Q&A - Ed Kay (Demon Spore)

By Matthew Rorie

#News

Null recently announced that we are publishing Demon Spore, developed by Ed Kay. I decided to sit down with him for a Q&A and about his background and how Demon Spore is coming along. -rorie

Matthew Rorie: How are you doing today?

Ed Kay: I’m good, how are you? 

Matthew Rorie: Not too bad. It sounds like you moved around a bunch in your career, but where were you born and where did you first move for work?

Ed Kay: I was born in the UK in a tiny little village in Lancashire. And the first job I had was in Leamington Spa at Codemasters as a programmer, so that was kind of my start in the industry. But since then I've been around all over the place, to be honest.

Matthew Rorie: So you've been in the gaming industry since the early 2000s; did you really want to start out working in games? Or did you come in through another kind of back channel?

Ed Kay: Funnily enough when I was a kid, I remember I wanted to do special effects after watching the making of Jurassic Park and thinking it just looked like the coolest thing ever, to kind of figure out how to make these amazing effects happen with the most limited tools. I thought it was something that only the luckiest people get the opportunity to do. After college I was doing a little bit of summer work with an internship in a healthcare/IT company and I was bored out of my mind. But a friend of mine who had done the same Computer Science degree suddenly got a job in the games industry, I couldn’t believe it - this was something people can actually do! So I just applied to a bunch of companies, not expecting a lot, and then I ended up at Codemasters. 

Matthew Rorie: So I have a couple generic questions for you. What is your favorite game of all time?

Ed Kay: That's incredibly hard. Can I give maybe a top three? I would go for the original XCOM, the original Half-Life, and Another World.

Matthew Rorie: I think the original XCOM was the first game I ever stayed up all night playing. I remember very specifically seeing the sun come through the windows and it was like, my goodness.

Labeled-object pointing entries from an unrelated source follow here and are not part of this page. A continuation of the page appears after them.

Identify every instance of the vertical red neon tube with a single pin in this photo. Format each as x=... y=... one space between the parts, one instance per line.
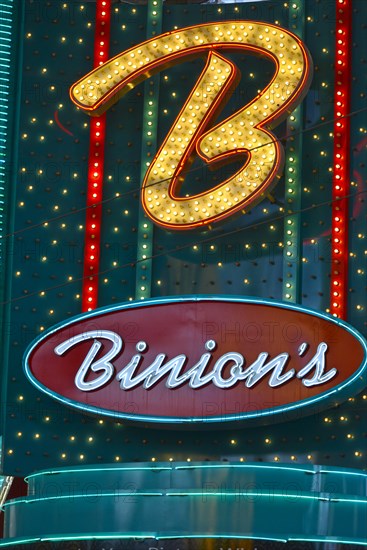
x=92 y=241
x=341 y=169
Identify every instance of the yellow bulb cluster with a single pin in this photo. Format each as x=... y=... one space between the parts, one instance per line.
x=243 y=132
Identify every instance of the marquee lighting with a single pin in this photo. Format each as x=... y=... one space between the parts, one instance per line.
x=243 y=133
x=341 y=176
x=95 y=170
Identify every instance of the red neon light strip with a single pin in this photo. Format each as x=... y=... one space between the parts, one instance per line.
x=95 y=169
x=341 y=175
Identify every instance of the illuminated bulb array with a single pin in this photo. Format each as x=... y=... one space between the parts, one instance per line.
x=95 y=170
x=5 y=52
x=341 y=185
x=293 y=175
x=149 y=145
x=241 y=132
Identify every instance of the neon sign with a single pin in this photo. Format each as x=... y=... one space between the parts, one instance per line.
x=245 y=132
x=199 y=359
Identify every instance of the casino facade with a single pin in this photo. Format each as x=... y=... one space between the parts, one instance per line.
x=183 y=278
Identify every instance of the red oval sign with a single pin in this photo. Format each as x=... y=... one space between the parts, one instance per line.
x=199 y=359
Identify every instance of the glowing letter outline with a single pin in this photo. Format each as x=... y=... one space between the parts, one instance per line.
x=242 y=133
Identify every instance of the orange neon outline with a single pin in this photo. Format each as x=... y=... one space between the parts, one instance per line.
x=159 y=63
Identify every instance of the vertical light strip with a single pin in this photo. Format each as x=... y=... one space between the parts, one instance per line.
x=293 y=176
x=149 y=148
x=92 y=244
x=341 y=177
x=6 y=20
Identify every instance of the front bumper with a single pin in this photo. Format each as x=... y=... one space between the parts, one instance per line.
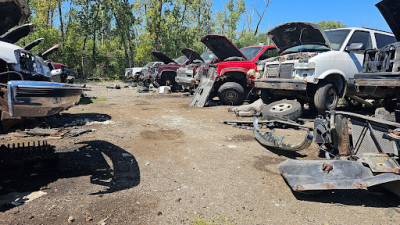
x=40 y=99
x=281 y=84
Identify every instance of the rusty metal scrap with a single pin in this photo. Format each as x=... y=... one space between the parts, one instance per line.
x=271 y=140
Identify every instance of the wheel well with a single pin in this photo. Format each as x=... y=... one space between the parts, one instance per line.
x=237 y=77
x=336 y=79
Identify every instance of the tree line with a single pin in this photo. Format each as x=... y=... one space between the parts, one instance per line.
x=99 y=38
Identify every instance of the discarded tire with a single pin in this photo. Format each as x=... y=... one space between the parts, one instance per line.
x=231 y=93
x=326 y=98
x=283 y=109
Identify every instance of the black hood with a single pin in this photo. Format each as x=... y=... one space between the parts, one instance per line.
x=221 y=46
x=33 y=44
x=50 y=51
x=12 y=13
x=191 y=55
x=390 y=10
x=163 y=58
x=293 y=34
x=17 y=33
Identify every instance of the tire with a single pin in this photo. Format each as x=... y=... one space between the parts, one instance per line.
x=326 y=98
x=283 y=109
x=231 y=93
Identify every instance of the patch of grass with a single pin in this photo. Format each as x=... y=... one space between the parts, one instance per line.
x=220 y=220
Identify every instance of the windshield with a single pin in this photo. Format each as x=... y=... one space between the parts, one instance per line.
x=251 y=52
x=180 y=60
x=148 y=65
x=337 y=37
x=306 y=48
x=207 y=56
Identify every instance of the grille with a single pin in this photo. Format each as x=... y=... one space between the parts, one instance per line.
x=272 y=71
x=284 y=71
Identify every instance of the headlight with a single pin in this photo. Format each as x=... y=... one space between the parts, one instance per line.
x=304 y=66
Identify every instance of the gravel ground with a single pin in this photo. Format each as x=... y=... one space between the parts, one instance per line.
x=152 y=159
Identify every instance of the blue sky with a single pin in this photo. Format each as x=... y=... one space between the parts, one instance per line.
x=353 y=13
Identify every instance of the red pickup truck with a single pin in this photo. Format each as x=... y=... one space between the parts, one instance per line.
x=231 y=82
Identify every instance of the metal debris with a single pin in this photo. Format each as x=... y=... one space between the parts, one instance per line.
x=269 y=139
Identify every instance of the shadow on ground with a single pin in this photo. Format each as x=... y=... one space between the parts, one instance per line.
x=89 y=160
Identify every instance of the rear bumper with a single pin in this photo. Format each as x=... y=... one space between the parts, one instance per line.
x=40 y=99
x=281 y=84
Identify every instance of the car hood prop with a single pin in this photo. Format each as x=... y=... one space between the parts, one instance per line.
x=390 y=9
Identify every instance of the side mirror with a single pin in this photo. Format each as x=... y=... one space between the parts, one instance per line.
x=355 y=47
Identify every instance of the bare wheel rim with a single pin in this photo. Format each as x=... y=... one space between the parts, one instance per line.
x=282 y=107
x=331 y=98
x=231 y=96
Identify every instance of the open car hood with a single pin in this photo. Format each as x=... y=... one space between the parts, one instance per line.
x=33 y=44
x=390 y=10
x=50 y=51
x=12 y=13
x=163 y=58
x=293 y=34
x=191 y=55
x=221 y=46
x=17 y=33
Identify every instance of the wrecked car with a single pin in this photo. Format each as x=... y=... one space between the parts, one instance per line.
x=380 y=76
x=185 y=76
x=25 y=88
x=314 y=66
x=164 y=75
x=136 y=73
x=361 y=152
x=228 y=77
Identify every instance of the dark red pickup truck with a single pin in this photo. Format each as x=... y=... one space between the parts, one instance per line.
x=232 y=83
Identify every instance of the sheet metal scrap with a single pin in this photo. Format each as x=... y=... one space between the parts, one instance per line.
x=311 y=175
x=365 y=152
x=271 y=140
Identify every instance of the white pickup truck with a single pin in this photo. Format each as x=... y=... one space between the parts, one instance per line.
x=314 y=66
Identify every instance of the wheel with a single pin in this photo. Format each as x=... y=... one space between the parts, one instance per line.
x=326 y=98
x=283 y=109
x=265 y=96
x=231 y=93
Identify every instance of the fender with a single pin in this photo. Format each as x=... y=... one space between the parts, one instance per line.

So, what are you playing right now? You know, with all that free time you have while developing Demon Spore

Ed Kay: So I'm notorious for playing games (and getting really excited about them) that everyone already played several years ago. The last thing I was playing was Inside, which is ridiculous how long it's taken me to get around to play, since I absolutely loved Limbo. I play loads of games for research, so I might not play the whole way through, I'll just be playing till I understand the main mechanics, but Inside I played just for pleasure and it was just absolutely amazing. The atmosphere, the world building, the environmental storytelling - just brilliant.

Matthew Rorie: I actually see some threads between Inside and Demon Spore. The monsters are similar in appearance. I get that the “monster” in Inside is obviously the player character, but we'll talk more about those kinds of connections a bit later. 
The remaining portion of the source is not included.